My outputs are : States State plots Control

enter image description here

Now the question says :"make-believe" that you know the values of feedback only on a certain grid, construct such a grid by specifying 'h', and evaluate optimal feedback at those points only, and use some quasi interpolation to build approximate feedback for entire state space $\mathbb{R}^2$.

My queries are as follows:

(1) so here the gain $K \in \mathbb{R}^{1 \times 2}$, as far as i understand i need to grid the states $x_1(t)$ and $x_2(t)$ by some step size 'h' on a certain interval, and then evaluate the feedback $\left[k_1x_1~k_2x_2\right]$ and then use those values to interpolate, am i right?

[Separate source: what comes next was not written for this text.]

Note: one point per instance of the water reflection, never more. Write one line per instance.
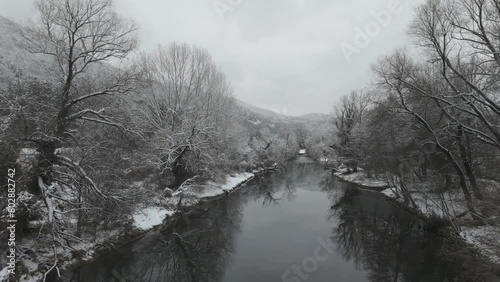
(385, 241)
(197, 246)
(260, 231)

(2) So after solving using the above code i got the states $x_1$ and $x_2$ as some $(201 \times 1)$ vector for the time steps i have chosen $t=0$ to $t_f=10$ with step $0.05$, now i don't understand how to grid the $x_1(t)$ and $x_2(t)$ vector using some grid size on some region ? if i'm able to do that i can find the optimal feedback by multiplying K component-wise with the gridded states and then interpolate.

i'm not sure if i'm thinking in the right direction, any help would be appreciated.